The fiber-optic current sensor uses an interferometer to measure the phase change in the light produced by a magnetic field. As it does not require a magnetic yoke, the FOCS is smaller and lighter than Hall effect current sensors, and its accuracy is not reduced by saturation effects. The inherent insulating properties of the optical fiber make it easier to maintain electrical isolation. It also does not need recalibration after installation or during its service life.

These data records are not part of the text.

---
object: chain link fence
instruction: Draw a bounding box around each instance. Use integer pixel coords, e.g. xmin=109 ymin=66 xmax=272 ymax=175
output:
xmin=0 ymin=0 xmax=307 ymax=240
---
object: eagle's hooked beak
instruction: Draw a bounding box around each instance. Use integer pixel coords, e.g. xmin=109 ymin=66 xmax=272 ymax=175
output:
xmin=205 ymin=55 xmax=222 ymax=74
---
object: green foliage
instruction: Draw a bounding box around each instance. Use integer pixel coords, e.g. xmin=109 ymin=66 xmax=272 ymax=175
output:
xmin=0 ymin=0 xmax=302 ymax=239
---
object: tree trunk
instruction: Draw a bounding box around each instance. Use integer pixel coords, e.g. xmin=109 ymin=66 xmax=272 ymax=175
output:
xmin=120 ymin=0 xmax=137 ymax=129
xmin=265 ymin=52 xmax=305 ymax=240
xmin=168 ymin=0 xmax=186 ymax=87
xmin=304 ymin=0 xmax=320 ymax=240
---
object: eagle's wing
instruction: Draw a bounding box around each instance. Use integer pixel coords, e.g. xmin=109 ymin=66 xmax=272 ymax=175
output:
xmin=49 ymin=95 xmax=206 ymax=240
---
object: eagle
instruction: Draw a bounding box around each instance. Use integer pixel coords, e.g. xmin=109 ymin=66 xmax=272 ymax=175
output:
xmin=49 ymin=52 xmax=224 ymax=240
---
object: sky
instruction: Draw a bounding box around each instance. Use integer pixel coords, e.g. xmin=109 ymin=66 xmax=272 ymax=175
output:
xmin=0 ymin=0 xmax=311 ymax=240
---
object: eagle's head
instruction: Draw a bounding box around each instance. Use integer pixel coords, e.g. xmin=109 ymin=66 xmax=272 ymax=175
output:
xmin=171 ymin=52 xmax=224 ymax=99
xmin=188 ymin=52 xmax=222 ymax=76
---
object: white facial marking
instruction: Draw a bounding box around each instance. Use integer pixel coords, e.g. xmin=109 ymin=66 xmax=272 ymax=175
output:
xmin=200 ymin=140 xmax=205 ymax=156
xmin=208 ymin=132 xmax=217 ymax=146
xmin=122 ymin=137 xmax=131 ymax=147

The optical phase detection circuit, light source and digital signal processor are contained within the sensor electronics; this technology has been proven in highly demanding applications such as navigation systems in the air, on land and at sea.

Interferometric fiber optic current sensors (FOCS) employ circularly polarized light traversing a closed loop path around an electrical conductor's current-generated magnetic flux, which reflects off a mirror and experiences a reciprocal phase shift as the refractive index, and effective path length, is modulated by the presence of a magnetic field which optically induces circular birefringence, and where the interference pattern relative to a reference wave form is a transduced optical intensity value corresponding to the current magnitude.

Such configurations are vulnerable to acoustic perturbations in the fiber optical cables, as changes to the linear birefringence of the fiber cable causes additional phase shifts between the orthogonally polarized modes which must be of equal magnitude to generate circular polarization, as an exact quarter wave displacement between the fast and slow axis modes is required for a circular polarization state, and additional phase shifts in the sensing network cause the circularly polarized measurement photons, which experience a phase shift in the fiber optic current sensing coil in proportion to magnetic field density, to degenerate to a random form of elliptical polarization, which degrades interference measurement abilities as the measurement and reference photon wave forms become non-coherent at the analyzer.

Applications

As FOCS are resistant to effects from magnetic or electrical field interferences, they are ideal for the measurement of electrical currents and high voltages in electrical power stations.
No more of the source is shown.